OMAHA, Neb. — A day before their teams were to meet for the first game of the College World Series finals, LSU coach Paul Mainieri and Florida coach Kevin O’Sullivan stood side-by-side and smiled for the cameras.
On the dais between them sat the NCAA national championship trophy — a relatively plain-looking tower of lucite and wood they have nevertheless spent the past several months working and yearning for.
The photo-op dragged on, their smiles remained. A reporter interrupted.
This feels awkward, the guy said.
“It’s not awkward,” Mainieri said. “We like each other.”
Friends indeed, for at least this day. Distant cousins, in a way. The two coaches know plenty about each other, as do their teams.
Monday night, the LSU Tigers and the Florida Gators, both proud members of the Southeastern Conference, face off the first of three games. That part sounds normal.
Now the abnormal part: This three-game series is not in March, April or May, with an eye on the conference standings. It is not in Gainesville or Baton Rouge. It will decide a national champion.
“Just like an SEC weekend,” LSU shortstop Kramer Robertson deadpanned. “Just more at stake.”
The way the season has unfolded, it makes sense these two teams would need one more series to figure out which was better.
On Feb. 10, the SEC’s preseason poll came out. The head coaches were asked to pick a champion. Six picked Florida and six picked LSU. On May 20, LSU wrapped up a road sweep of Mississippi State for its 21st conference win, tying Florida for the SEC regular-season championship.
Both were consensus top-five teams to start and finish the regular season. In between those high hopes at the start and high polish at the end, there were speed bumps.
LSU went through a season of sometimes-maddening midweek losses, leaving Mainieri fuming in the dugout before coming out to answer questions about his team's consistency. The Tigers stumbled out of the blocks in the SEC race, going into the final weekend in April at 10-8 in league play.
The Gators had — and continue to have — difficulty producing runs.
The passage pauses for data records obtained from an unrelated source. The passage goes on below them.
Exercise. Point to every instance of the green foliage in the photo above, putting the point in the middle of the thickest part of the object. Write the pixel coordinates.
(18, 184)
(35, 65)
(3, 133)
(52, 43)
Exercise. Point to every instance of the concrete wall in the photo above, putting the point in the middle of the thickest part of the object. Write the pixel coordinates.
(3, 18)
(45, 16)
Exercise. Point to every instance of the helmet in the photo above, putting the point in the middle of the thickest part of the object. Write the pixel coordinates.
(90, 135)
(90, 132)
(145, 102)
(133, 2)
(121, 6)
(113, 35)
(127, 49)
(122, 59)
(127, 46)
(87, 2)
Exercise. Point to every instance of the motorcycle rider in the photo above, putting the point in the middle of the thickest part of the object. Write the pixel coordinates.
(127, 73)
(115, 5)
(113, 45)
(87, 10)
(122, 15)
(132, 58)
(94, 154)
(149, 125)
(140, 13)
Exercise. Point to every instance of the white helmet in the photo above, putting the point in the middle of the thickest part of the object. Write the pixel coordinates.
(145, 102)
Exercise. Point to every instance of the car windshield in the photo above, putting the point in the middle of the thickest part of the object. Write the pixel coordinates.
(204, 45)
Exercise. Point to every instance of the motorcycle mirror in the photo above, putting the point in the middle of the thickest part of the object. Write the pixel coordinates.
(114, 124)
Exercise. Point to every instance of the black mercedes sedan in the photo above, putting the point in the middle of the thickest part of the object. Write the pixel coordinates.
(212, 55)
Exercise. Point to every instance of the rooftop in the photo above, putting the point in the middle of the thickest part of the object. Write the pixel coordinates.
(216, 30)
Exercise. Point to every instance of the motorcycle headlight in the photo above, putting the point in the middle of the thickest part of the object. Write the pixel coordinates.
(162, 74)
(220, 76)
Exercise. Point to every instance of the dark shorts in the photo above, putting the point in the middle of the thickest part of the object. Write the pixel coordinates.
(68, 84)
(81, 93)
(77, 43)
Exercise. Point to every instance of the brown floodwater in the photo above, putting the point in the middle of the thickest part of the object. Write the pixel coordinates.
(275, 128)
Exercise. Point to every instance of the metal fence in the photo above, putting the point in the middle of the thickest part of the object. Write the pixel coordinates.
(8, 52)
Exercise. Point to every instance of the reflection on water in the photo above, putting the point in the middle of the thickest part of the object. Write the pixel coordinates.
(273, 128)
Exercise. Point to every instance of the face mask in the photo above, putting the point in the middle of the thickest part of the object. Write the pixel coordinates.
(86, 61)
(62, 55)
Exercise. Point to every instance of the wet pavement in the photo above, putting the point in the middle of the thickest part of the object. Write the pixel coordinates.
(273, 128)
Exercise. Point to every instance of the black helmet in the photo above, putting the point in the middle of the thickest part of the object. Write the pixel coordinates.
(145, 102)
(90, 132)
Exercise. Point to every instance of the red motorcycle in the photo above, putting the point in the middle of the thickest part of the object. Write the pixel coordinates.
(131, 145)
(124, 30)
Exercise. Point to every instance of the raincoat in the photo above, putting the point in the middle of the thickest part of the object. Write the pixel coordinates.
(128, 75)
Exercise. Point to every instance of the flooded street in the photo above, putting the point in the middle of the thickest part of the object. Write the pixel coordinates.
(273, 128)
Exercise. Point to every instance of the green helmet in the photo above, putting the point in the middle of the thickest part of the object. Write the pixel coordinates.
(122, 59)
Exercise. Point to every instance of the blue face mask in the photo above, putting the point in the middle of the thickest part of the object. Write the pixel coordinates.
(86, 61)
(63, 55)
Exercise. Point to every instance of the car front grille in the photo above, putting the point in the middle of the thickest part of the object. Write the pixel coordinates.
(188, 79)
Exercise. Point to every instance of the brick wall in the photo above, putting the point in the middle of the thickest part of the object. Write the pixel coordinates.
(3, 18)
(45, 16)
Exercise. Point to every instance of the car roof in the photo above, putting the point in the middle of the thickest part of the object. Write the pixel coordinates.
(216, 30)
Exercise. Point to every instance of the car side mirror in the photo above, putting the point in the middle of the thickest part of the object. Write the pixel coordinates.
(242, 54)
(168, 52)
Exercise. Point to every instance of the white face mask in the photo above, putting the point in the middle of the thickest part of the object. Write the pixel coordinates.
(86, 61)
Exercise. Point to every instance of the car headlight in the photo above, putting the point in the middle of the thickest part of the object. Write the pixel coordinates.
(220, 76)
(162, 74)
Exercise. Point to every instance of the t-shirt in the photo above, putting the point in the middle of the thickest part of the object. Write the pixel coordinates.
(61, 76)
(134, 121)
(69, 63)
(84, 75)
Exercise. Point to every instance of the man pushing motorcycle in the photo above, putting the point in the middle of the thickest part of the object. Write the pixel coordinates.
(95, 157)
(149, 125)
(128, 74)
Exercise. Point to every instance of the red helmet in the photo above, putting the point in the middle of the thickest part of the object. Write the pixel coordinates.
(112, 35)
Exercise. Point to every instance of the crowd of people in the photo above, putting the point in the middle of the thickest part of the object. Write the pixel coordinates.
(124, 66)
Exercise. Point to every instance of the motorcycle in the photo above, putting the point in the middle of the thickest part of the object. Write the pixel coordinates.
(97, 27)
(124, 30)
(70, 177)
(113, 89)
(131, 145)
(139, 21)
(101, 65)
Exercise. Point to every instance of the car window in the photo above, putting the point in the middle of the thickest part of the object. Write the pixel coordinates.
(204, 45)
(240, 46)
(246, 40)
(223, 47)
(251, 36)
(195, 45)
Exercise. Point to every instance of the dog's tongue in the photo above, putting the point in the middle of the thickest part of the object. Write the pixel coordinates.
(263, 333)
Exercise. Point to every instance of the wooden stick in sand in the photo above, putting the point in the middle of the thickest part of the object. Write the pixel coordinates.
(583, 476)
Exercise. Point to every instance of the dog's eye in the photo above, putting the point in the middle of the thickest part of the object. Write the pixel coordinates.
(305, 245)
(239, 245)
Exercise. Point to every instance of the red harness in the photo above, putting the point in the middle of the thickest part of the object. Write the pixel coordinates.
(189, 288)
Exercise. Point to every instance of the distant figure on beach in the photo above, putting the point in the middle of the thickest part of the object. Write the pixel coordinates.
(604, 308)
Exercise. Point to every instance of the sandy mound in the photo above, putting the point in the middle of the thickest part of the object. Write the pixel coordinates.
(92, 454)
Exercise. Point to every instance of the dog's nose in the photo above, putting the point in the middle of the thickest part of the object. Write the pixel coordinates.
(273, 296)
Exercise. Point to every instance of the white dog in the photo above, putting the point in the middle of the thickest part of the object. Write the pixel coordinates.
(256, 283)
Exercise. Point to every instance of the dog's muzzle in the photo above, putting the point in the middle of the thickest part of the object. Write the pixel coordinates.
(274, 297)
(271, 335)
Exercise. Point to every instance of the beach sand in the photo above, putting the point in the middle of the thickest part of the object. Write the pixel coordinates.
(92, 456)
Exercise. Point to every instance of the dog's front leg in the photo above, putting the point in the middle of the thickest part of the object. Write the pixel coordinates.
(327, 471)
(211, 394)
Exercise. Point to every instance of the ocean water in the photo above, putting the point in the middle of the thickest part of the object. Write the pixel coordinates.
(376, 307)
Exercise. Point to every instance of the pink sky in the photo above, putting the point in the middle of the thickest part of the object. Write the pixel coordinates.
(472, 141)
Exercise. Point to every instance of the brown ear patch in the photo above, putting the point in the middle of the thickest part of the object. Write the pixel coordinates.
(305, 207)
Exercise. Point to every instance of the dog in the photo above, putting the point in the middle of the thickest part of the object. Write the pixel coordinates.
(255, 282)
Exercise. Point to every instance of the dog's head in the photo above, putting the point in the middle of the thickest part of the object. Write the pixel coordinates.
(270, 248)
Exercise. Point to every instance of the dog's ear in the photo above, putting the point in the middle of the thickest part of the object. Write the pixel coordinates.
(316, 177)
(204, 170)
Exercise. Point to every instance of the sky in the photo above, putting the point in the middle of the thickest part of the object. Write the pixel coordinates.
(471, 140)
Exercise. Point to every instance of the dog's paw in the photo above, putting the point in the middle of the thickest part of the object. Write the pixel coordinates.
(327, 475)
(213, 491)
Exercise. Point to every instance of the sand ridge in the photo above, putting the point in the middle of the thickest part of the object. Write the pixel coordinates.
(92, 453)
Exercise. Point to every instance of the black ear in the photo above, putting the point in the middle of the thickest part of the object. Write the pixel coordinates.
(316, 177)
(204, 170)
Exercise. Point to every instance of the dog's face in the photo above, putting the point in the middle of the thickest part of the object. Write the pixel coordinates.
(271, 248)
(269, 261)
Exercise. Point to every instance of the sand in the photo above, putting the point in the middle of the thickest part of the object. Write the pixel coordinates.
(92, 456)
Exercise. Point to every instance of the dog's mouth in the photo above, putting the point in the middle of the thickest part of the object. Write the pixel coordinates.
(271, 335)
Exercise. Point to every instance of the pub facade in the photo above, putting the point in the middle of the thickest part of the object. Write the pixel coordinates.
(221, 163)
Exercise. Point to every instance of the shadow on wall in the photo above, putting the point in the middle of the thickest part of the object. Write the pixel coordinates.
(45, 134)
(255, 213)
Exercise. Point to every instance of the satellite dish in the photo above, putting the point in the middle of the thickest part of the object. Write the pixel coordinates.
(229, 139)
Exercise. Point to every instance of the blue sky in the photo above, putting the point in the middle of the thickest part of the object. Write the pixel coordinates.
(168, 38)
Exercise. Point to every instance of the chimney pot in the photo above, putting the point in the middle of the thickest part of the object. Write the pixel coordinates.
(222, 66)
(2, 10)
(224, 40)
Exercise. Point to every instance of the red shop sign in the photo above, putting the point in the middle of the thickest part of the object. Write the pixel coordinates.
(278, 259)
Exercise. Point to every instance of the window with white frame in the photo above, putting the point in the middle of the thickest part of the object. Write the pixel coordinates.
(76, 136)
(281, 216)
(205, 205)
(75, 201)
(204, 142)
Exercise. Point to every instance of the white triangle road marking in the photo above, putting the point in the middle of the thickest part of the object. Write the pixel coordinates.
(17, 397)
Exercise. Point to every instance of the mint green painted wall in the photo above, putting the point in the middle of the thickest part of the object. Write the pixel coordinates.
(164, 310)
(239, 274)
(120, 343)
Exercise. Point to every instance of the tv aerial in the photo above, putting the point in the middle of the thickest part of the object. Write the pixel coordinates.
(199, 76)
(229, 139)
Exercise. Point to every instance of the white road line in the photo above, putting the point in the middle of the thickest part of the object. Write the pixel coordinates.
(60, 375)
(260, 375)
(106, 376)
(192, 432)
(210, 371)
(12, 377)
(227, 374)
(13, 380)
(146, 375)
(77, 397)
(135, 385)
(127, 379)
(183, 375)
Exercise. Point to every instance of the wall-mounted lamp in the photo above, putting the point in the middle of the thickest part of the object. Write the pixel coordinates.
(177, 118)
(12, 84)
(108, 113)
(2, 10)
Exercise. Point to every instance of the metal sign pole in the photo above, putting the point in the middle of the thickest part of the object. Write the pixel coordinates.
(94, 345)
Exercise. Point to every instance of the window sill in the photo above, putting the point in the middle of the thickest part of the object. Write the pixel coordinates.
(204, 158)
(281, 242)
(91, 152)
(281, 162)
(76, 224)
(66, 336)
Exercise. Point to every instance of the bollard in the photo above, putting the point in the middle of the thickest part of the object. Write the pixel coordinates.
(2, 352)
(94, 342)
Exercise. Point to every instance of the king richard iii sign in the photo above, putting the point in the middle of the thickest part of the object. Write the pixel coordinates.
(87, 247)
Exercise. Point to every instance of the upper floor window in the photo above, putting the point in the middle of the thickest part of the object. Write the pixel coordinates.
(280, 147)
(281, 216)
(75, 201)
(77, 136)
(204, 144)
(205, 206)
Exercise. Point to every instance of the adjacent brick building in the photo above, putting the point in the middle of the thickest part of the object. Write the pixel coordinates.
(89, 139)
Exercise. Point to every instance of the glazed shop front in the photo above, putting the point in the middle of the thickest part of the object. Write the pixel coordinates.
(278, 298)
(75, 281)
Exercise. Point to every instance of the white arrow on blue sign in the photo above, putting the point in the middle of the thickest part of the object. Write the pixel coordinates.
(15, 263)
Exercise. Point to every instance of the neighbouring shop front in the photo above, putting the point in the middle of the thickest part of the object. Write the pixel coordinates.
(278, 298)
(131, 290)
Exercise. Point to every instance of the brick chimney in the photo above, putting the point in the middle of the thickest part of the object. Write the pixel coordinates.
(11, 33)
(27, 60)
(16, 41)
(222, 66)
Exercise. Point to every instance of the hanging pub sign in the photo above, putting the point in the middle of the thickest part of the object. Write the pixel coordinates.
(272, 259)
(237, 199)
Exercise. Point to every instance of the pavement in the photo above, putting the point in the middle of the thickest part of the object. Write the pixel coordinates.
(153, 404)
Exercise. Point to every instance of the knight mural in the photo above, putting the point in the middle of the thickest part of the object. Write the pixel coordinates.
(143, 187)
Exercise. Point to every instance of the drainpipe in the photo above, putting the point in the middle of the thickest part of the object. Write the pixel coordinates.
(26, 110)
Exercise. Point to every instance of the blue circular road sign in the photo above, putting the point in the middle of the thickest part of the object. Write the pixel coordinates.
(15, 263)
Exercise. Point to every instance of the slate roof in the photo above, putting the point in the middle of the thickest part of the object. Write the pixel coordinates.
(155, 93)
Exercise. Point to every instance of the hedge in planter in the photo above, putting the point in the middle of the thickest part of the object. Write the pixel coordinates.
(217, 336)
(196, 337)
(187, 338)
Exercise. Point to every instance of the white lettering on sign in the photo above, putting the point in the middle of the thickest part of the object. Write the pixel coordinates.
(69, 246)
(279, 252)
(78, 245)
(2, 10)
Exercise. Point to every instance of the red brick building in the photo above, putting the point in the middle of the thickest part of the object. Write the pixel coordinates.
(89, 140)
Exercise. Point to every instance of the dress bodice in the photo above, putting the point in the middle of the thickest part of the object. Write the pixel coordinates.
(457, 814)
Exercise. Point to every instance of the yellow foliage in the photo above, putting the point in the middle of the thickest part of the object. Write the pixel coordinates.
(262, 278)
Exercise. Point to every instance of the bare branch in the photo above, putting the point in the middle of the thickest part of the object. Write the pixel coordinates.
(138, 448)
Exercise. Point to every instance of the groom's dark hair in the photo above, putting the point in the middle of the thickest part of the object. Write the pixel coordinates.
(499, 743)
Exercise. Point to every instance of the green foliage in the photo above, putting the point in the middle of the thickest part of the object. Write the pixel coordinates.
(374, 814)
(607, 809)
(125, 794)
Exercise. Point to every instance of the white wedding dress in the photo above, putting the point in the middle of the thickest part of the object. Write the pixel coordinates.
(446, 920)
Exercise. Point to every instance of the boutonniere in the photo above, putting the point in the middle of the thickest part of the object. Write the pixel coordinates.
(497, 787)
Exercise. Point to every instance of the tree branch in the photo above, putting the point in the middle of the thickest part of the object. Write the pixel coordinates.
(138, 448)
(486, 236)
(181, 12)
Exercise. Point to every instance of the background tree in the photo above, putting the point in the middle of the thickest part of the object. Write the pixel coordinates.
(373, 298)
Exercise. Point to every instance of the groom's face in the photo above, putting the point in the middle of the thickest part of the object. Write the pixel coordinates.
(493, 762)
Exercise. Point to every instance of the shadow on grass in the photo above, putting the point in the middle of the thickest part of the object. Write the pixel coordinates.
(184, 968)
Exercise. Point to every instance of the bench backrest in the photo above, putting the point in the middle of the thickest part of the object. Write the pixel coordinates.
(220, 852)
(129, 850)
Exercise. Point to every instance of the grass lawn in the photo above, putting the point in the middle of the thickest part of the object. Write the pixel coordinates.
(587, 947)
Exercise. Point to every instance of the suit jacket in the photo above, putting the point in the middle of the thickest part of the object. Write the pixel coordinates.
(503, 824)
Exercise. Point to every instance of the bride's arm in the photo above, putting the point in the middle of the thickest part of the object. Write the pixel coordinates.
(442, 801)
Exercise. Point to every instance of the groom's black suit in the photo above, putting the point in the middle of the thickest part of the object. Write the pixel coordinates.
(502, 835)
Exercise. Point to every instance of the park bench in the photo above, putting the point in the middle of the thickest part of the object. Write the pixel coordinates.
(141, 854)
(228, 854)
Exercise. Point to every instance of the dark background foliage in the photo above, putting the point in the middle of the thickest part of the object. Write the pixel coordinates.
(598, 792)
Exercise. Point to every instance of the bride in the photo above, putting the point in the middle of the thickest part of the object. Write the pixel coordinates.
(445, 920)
Sometimes it led to some head-scratching losses. Florida scored five runs as it was swept in a two-game midweek series against Florida Gulf Coast. It averaged three runs per game as it was swept by Auburn. It lost a pair of one-run games to Tennessee, which only won five more games in conference play.
“It’s been very challenging throughout the year,” O’Sullivan said. “We’ve had to overcome a lot of things. But at the end of the day, we’re going to give it our best shot against a really good LSU team.”
For all the similarities between the teams, there is one major difference between them.
LSU is gunning for its seventh national championship and second under Mainieri. It has never advanced to this stage of the College World Series without taking home the trophy.
Florida, meanwhile, is still seeking its first title. It has been in this agonizingly close position before a couple times before, making the CWS championship series in 2005 and 2011. This year marks Florida’s third consecutive trip to Omaha.
Mainieri compared it to pounding on a door that’s lodged shut: Bang on it long and hard enough, and eventually you break it open. He expressed respect for his friend, saying that once he breaks through the first time, he’ll might win several after that.
“Eventually he’s going to get it,” Mainieri said. “I just hope it’s not this year.”